Are young people getting dumber? It sounds like a harsh sentiment, but it’s one that crosses many people’s minds when we hear about some of the risky stunts young people pull to attract more “likes” on social media, like the Tide pod challenge. And while the internet might bring out the worst in a lot of attention-seekers – while also bringing these poor decisions to our attention more so than in the past – it turns out that young people really are losing IQ points thanks to the prevalence of toxic chemicals in our environment.

Research from New York University’s Grossman School of Medicine found that exposure to just a single type of toxic chemicals – flame retardants – has been enough to rob young people of a total of 162 million IQ points, in addition to causing 738,000 cases of intellectual disability.

Unfortunately, that’s not the only toxic chemical we are being increasingly exposed to, and others have caused just as much damage. For example, lead exposure has resulted in the loss of 78 million IQ points in American children, while pesticides and mercury have been linked to the loss of 27 million and 2.5 million IQ points, respectively. This is according to a study that was published in the journal Molecular and Cellular Endocrinology.

While it’s fair to say that all of us are being exposed to these toxins, young people are particularly susceptible to negative effects because their brains are still in early developmental stages.

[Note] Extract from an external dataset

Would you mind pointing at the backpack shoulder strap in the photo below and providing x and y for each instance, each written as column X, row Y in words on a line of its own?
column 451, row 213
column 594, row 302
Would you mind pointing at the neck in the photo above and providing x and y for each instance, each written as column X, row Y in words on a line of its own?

NYU public health researcher Leo Trasande said: “Kids’ brain development is exquisitely vulnerable. If you disrupt, even with subtle effects, the way a child’s brain is wired, [it] can have permanent and lifelong consequences.”

Researchers believe that most of the children who have been negatively impacted by toxins were exposed in the womb through the types of objects found in many homes, setting the stage for a lifetime of problems before they even entered the world.

For example, flame retardants are found in all sorts of furniture items and electronics – and even more concerningly, in children’s clothing. Lead, meanwhile, is largely associated with older homes, but it is still used in commercial paint, including the type that is used to paint playground equipment.

Pesticides are everywhere, and one of the biggest sources is the fresh produce that so many pregnant women consume to enhance their health during pregnancy and feed to their growing children thanks to the nutritional value it provides.

What price are we paying for our toxic lifestyles?

The researchers report that a single IQ point is worth around 2 percent of an individual’s lifetime economic productivity. And while the loss of one or two IQ points might not be immediately noticeable at the individual level, the cumulative effects can be felt in the economy at large.

“If a child comes back from school with one less IQ point, maybe mum or the parent might not notice. But if 100,000 children come back with one less IQ point, the entire economy notices,” Trasande noted.

Put more simply, if a child’s ultimate lifetime productivity is $1 million, losing an IQ point is equal to $20,000.

The effects of this serious childhood brain damage are costing the economy trillions of dollars. According to Trasande’s estimates, lost IQ points from 2001 to 2016 from the aforementioned toxins represents a $6 trillion loss in the American economy, without factoring in the extra care or social services needed to help those who have experienced brain damage due to toxin exposure.

If there is any good news here, it’s the fact that the use of some these toxins has already been reduced thanks to the growing body of evidence demonstrating the damage that they cause. However, many of them persist in the environment despite having their use suspended, and pesticide use remains a serious problem.